桓柯垂眸领命,指尖一挥,殿中便立刻退下几个人去办事了。
黎生重新拿起桌上匕首,心道这上面的翡翠还真是难得,这水色端得通透,倒不曾想温家武将出身,家底倒丰厚。
她正出神,脑海中却突然一道幼童音炸开——
“系统已接收到你的答案,正在处理中。”
黎生被这猝不及防的声音吓到,差点“嗷”一声把匕首扔出去,好在她定力足够,尚能咬牙切齿在脑海中回应:“你诈尸啊?”
小人“嘿嘿”一声,毫不走心地道歉:“我这不是着急给你传递消息吗,刚才系统有故障了,我这边才修好。”
黎生道:“少啰嗦,快给我加分。”
“这个嘛,让我看看处理结果……”小人声音停顿片刻,良久,竟是一声叹息,“很遗憾,虽然第一道填空题的一分已经加上,但另一道关于酒的填空题……你答错了。”
黎生:“什么???”
她摆手示意桓柯及殿内其他人都退出去后,才落座悬凳上跟系统掰头:“这答案可是温久亲口告诉我的,怎么可能是错的?”

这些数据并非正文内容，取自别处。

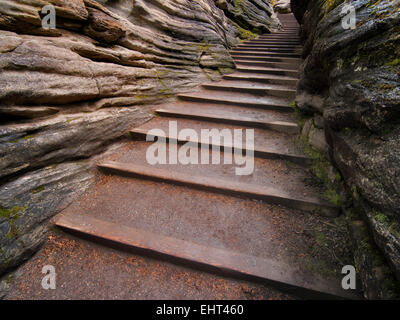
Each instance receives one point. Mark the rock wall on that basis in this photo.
(350, 85)
(67, 93)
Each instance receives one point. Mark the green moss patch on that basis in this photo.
(8, 213)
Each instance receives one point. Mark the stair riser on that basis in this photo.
(266, 50)
(248, 59)
(272, 45)
(213, 260)
(280, 65)
(292, 203)
(288, 129)
(266, 54)
(287, 73)
(257, 153)
(263, 92)
(292, 83)
(241, 104)
(288, 60)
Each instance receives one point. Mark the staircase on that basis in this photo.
(206, 215)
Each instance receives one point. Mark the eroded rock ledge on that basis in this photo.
(351, 86)
(66, 94)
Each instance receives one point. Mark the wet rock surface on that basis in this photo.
(351, 77)
(67, 93)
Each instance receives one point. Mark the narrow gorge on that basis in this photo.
(82, 103)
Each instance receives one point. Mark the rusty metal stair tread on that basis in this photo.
(248, 100)
(267, 143)
(232, 263)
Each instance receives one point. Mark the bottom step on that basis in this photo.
(231, 263)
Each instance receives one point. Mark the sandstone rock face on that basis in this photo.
(67, 93)
(351, 77)
(257, 16)
(282, 6)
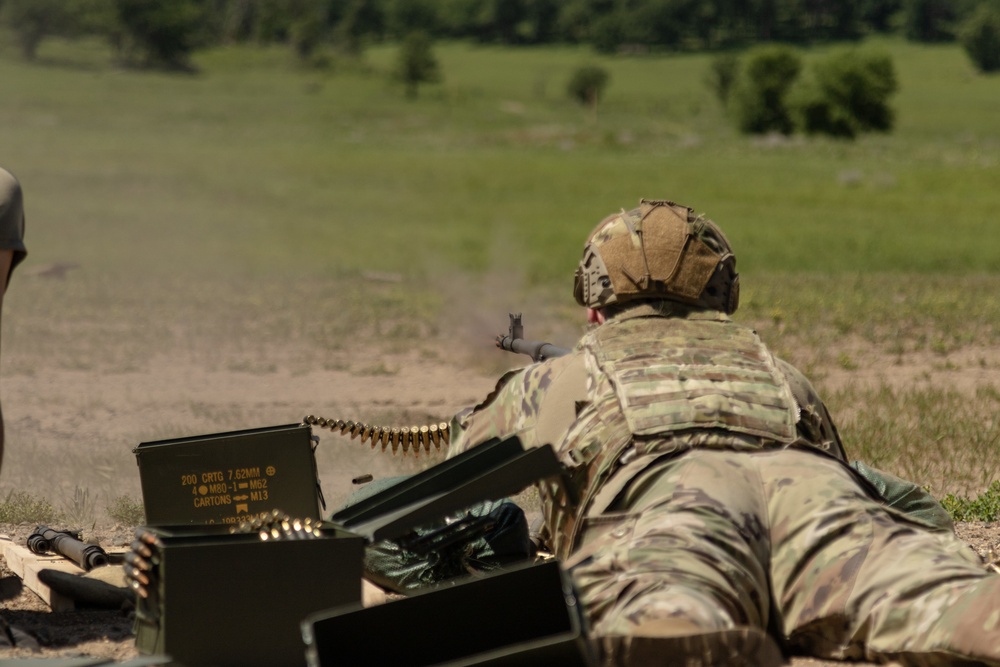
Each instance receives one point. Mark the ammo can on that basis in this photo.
(229, 477)
(233, 600)
(526, 616)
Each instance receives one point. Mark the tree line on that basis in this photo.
(163, 33)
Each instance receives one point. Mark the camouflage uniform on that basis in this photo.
(712, 493)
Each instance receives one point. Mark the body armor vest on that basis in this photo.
(659, 385)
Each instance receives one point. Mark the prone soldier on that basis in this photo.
(718, 521)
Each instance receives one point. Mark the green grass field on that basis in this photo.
(288, 185)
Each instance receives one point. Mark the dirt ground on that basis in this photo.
(71, 428)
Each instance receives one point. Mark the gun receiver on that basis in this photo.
(68, 544)
(514, 342)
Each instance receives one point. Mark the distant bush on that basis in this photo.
(849, 95)
(416, 62)
(587, 84)
(980, 36)
(158, 33)
(126, 511)
(22, 507)
(760, 96)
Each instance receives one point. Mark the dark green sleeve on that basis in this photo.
(906, 497)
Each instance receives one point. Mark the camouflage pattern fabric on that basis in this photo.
(721, 528)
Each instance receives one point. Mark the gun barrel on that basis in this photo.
(87, 556)
(537, 350)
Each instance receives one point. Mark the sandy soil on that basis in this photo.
(72, 424)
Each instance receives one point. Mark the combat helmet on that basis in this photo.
(660, 250)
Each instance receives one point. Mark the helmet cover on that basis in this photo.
(660, 250)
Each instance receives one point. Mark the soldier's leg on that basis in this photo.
(852, 580)
(686, 557)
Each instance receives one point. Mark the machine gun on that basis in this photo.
(69, 544)
(514, 342)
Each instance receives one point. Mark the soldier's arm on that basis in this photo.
(537, 403)
(815, 424)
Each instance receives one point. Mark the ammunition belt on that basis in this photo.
(273, 525)
(405, 438)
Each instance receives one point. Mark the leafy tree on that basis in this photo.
(158, 33)
(850, 95)
(760, 95)
(980, 37)
(31, 21)
(587, 85)
(416, 63)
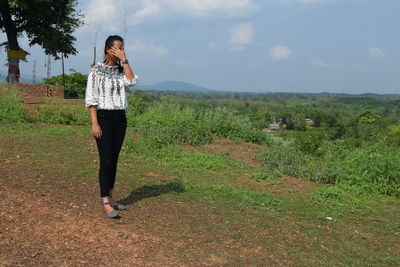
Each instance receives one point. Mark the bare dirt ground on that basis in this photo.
(51, 215)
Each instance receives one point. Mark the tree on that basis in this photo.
(74, 83)
(47, 23)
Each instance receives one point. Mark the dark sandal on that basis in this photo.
(112, 214)
(118, 205)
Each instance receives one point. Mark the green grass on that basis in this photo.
(241, 215)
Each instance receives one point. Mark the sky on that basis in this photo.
(338, 46)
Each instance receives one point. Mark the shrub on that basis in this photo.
(11, 107)
(164, 124)
(225, 123)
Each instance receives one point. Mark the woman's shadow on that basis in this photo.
(176, 185)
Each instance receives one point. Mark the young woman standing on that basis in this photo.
(106, 98)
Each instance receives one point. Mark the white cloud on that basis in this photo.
(375, 52)
(253, 65)
(280, 53)
(306, 1)
(241, 35)
(108, 14)
(150, 49)
(213, 46)
(318, 63)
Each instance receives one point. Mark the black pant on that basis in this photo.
(113, 125)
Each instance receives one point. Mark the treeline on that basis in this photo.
(354, 141)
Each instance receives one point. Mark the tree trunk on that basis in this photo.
(11, 31)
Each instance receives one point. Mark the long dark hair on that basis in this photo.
(109, 43)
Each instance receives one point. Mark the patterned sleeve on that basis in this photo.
(130, 82)
(92, 90)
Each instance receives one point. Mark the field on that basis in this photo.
(194, 198)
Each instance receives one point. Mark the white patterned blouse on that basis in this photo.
(106, 87)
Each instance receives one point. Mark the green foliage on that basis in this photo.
(227, 194)
(51, 30)
(11, 108)
(74, 83)
(224, 123)
(164, 124)
(368, 115)
(172, 156)
(373, 168)
(337, 201)
(393, 136)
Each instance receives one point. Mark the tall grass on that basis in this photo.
(11, 106)
(373, 168)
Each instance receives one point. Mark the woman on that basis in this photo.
(107, 100)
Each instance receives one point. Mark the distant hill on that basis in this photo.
(174, 86)
(26, 78)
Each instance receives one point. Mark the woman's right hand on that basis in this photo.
(96, 131)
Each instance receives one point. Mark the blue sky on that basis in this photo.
(342, 46)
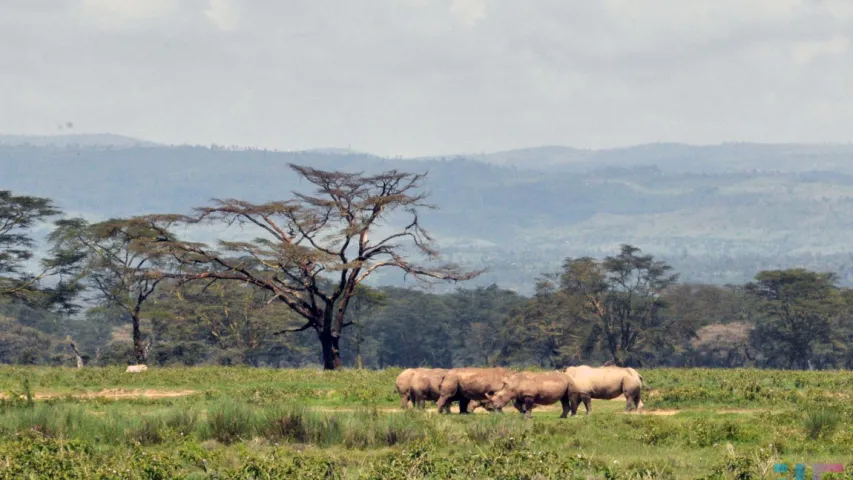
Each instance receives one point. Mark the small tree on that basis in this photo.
(18, 216)
(799, 307)
(315, 249)
(622, 295)
(122, 262)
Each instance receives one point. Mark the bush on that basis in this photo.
(231, 421)
(820, 422)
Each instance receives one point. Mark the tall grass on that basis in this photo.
(820, 422)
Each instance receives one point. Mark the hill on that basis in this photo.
(718, 213)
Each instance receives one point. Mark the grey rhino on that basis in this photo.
(608, 383)
(403, 384)
(528, 389)
(470, 384)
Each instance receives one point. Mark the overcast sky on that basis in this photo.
(416, 77)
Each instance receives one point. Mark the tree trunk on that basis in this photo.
(139, 349)
(77, 355)
(331, 350)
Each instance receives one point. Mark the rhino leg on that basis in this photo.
(529, 403)
(567, 406)
(633, 401)
(463, 406)
(587, 403)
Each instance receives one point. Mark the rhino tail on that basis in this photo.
(643, 382)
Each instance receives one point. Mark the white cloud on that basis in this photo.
(124, 12)
(223, 14)
(469, 12)
(805, 52)
(414, 77)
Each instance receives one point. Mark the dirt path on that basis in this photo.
(115, 393)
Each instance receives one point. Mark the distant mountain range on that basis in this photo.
(718, 213)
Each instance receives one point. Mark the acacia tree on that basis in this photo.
(622, 294)
(799, 309)
(18, 216)
(122, 261)
(315, 249)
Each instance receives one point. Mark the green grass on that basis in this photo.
(261, 423)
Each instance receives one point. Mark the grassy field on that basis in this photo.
(217, 422)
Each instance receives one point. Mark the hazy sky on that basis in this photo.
(412, 77)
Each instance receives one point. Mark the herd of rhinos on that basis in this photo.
(493, 388)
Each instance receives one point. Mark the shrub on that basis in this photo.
(820, 422)
(231, 421)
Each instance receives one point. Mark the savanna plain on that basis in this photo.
(241, 422)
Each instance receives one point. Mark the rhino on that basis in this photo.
(403, 384)
(470, 384)
(528, 389)
(425, 385)
(608, 383)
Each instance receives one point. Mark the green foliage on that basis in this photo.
(820, 422)
(231, 421)
(293, 423)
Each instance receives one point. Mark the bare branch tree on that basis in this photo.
(315, 249)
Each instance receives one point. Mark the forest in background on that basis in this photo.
(627, 307)
(719, 214)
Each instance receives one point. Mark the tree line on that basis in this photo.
(293, 293)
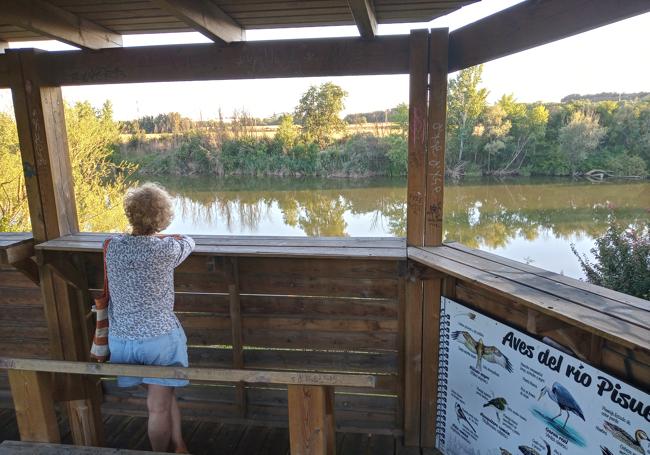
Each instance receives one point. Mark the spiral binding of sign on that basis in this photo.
(443, 370)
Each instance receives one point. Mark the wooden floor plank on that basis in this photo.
(276, 443)
(381, 445)
(252, 440)
(354, 444)
(207, 438)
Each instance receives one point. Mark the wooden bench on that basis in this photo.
(311, 395)
(17, 250)
(611, 315)
(40, 448)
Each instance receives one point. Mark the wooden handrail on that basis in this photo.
(195, 374)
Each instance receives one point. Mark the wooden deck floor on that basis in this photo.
(205, 438)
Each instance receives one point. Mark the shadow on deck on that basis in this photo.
(203, 438)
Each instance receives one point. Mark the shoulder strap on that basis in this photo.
(104, 249)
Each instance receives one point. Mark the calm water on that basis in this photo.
(530, 220)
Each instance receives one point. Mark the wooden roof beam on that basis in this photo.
(206, 18)
(46, 19)
(364, 16)
(533, 23)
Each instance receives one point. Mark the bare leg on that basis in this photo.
(177, 435)
(159, 402)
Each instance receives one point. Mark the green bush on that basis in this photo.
(625, 165)
(622, 260)
(367, 155)
(397, 154)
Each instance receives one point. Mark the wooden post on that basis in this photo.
(419, 50)
(237, 337)
(32, 395)
(433, 231)
(43, 141)
(311, 420)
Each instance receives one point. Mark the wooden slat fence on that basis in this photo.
(323, 305)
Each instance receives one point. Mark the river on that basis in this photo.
(530, 220)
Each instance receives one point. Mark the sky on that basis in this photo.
(610, 59)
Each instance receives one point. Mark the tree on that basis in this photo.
(400, 115)
(318, 113)
(528, 125)
(622, 260)
(14, 214)
(287, 132)
(466, 103)
(99, 183)
(580, 136)
(495, 129)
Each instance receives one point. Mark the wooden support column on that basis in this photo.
(433, 232)
(40, 121)
(32, 395)
(311, 420)
(237, 338)
(419, 51)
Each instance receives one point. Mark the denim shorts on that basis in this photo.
(169, 349)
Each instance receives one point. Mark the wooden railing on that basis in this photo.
(326, 305)
(336, 306)
(605, 328)
(310, 396)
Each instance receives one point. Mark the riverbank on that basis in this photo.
(359, 156)
(535, 220)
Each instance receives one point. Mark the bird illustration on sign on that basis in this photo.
(531, 451)
(490, 354)
(634, 442)
(499, 404)
(564, 400)
(460, 414)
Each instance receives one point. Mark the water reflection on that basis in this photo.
(479, 213)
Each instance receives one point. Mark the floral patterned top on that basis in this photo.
(141, 284)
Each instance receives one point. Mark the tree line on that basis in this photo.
(600, 135)
(573, 137)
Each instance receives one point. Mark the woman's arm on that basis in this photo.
(180, 247)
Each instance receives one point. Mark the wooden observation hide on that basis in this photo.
(329, 305)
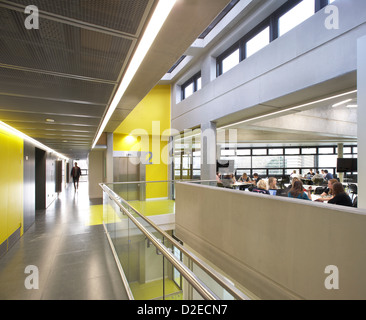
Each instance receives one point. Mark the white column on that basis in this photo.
(340, 155)
(208, 151)
(361, 128)
(109, 158)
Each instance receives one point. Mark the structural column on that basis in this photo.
(340, 155)
(361, 128)
(109, 158)
(208, 151)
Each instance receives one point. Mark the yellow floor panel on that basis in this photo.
(94, 216)
(154, 207)
(154, 290)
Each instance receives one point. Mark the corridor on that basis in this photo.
(70, 250)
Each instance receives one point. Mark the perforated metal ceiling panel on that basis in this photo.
(68, 70)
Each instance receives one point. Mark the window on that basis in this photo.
(188, 90)
(230, 61)
(192, 85)
(288, 16)
(301, 12)
(258, 42)
(258, 152)
(292, 151)
(308, 150)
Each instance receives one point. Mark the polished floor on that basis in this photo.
(67, 253)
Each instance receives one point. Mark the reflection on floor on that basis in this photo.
(68, 248)
(154, 290)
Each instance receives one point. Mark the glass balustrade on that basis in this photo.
(155, 264)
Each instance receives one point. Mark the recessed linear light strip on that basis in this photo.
(29, 139)
(289, 109)
(157, 20)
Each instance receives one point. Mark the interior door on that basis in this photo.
(125, 169)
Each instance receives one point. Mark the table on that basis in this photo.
(237, 184)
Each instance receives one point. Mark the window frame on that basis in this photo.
(193, 80)
(272, 21)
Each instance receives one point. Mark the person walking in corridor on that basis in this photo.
(76, 173)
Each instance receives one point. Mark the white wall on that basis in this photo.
(361, 100)
(96, 159)
(306, 56)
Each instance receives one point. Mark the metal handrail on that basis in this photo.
(196, 283)
(237, 294)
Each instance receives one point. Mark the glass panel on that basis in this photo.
(261, 173)
(326, 161)
(258, 152)
(228, 152)
(308, 150)
(186, 161)
(275, 151)
(303, 161)
(292, 151)
(240, 172)
(296, 16)
(243, 152)
(326, 150)
(275, 172)
(257, 42)
(267, 162)
(199, 83)
(242, 162)
(231, 61)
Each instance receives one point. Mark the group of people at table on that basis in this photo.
(334, 193)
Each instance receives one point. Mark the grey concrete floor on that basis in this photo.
(67, 258)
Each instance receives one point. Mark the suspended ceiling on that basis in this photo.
(57, 81)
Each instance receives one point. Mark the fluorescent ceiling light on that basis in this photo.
(29, 139)
(289, 109)
(157, 20)
(340, 103)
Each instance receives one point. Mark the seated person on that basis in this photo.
(262, 187)
(228, 180)
(328, 192)
(256, 178)
(294, 174)
(244, 178)
(340, 196)
(310, 174)
(218, 179)
(317, 178)
(328, 175)
(297, 191)
(272, 183)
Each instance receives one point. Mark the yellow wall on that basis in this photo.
(11, 184)
(151, 116)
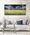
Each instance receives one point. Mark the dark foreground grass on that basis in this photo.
(15, 12)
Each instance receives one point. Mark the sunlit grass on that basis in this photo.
(15, 12)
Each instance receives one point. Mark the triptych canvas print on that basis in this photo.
(15, 9)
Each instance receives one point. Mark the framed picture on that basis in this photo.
(15, 9)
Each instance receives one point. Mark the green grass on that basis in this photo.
(15, 12)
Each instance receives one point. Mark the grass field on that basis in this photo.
(15, 12)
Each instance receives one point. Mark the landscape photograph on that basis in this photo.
(18, 9)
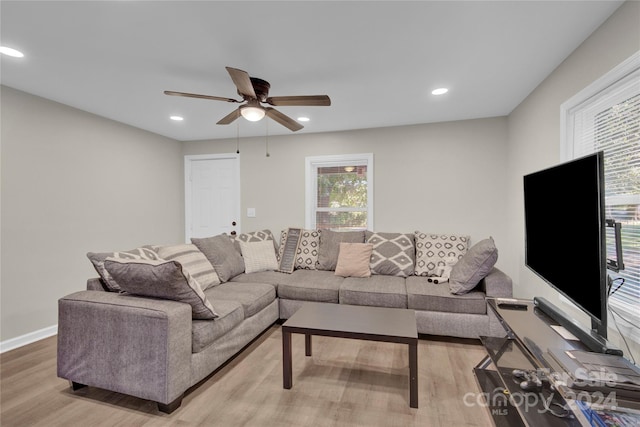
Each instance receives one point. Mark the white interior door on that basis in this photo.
(212, 195)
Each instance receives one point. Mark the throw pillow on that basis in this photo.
(432, 250)
(97, 259)
(473, 267)
(253, 236)
(161, 279)
(193, 261)
(222, 254)
(288, 249)
(354, 259)
(307, 252)
(330, 246)
(258, 256)
(393, 253)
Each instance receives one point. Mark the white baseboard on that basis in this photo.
(34, 336)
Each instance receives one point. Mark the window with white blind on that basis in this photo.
(339, 193)
(606, 117)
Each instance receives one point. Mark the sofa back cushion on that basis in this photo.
(394, 254)
(222, 254)
(330, 246)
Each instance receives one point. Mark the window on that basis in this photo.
(339, 192)
(606, 116)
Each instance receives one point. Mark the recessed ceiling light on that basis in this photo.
(11, 52)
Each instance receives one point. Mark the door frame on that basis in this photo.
(188, 159)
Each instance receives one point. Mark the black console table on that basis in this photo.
(525, 349)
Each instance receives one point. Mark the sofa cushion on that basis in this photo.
(330, 246)
(394, 254)
(473, 267)
(160, 279)
(252, 296)
(422, 295)
(253, 236)
(205, 332)
(258, 256)
(221, 253)
(353, 260)
(307, 285)
(433, 249)
(378, 291)
(97, 259)
(193, 261)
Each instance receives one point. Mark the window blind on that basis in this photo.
(610, 121)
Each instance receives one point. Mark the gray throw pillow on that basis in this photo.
(161, 279)
(473, 267)
(222, 254)
(97, 259)
(330, 246)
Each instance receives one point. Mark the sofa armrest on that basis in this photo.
(497, 284)
(133, 345)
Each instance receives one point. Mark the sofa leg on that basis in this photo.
(168, 408)
(76, 386)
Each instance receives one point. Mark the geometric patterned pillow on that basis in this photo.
(97, 259)
(307, 253)
(433, 249)
(193, 261)
(393, 253)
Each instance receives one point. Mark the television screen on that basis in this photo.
(565, 231)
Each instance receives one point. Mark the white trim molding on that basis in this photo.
(31, 337)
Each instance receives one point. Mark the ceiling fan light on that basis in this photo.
(252, 113)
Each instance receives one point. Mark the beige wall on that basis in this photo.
(534, 129)
(445, 177)
(73, 182)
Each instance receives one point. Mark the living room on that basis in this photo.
(72, 181)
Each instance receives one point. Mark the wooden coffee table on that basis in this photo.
(396, 325)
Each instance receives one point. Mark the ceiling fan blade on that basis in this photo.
(283, 119)
(310, 100)
(242, 81)
(229, 117)
(195, 95)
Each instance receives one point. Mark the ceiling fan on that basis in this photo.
(255, 91)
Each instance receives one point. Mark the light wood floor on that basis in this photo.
(344, 383)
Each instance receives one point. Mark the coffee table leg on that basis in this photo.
(413, 375)
(307, 344)
(287, 375)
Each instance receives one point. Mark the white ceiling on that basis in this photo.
(378, 61)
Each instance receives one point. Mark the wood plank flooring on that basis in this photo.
(345, 383)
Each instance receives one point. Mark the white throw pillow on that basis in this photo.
(258, 256)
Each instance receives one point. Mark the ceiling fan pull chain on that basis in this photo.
(237, 137)
(267, 138)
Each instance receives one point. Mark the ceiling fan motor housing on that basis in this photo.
(260, 87)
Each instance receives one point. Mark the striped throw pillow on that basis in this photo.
(193, 261)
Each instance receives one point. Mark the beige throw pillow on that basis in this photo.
(258, 256)
(353, 260)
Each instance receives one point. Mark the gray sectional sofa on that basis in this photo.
(155, 347)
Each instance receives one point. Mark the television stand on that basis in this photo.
(592, 340)
(526, 349)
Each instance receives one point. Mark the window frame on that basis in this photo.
(599, 89)
(312, 163)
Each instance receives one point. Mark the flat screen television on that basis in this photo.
(565, 240)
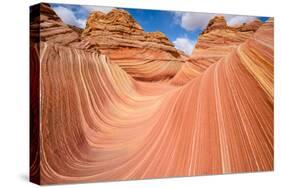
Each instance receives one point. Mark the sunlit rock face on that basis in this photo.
(215, 42)
(99, 121)
(143, 55)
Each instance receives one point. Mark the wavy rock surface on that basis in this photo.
(97, 122)
(113, 127)
(215, 42)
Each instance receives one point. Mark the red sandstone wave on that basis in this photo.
(100, 123)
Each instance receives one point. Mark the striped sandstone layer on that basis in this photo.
(99, 123)
(215, 42)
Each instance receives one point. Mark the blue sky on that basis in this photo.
(182, 28)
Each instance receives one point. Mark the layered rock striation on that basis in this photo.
(97, 121)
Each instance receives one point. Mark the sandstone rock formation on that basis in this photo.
(215, 42)
(144, 55)
(99, 122)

小人却道:“非也,耳听未必为实。是您太过着急,才忽略了此题的复杂之处。适才你拿着桃花酿去找温卫率,又暗示自己喜欢绵软的清酒,温卫率怎么会不按照您的喜好来给出答案呢?”
黎生:“……”
黎生知道自己的分不够扣的,只能认命:“好,你说吧,惩罚是什么?”
小人这次倒没有卖关子,直截了当:“重伤一次。”
黎生恨不得把它拖出来暴打:“我只是答错了一道选择题,答对了也就才5分,现在答错了你居然让我重伤一次?”
小人笑嘻嘻解释:“答题所获得的分数是由题型及题目的难易程度决定的,但是如果答题失败又没有足够分数扣减,就只能启动惩罚模式。而惩罚的内容,是随机的。”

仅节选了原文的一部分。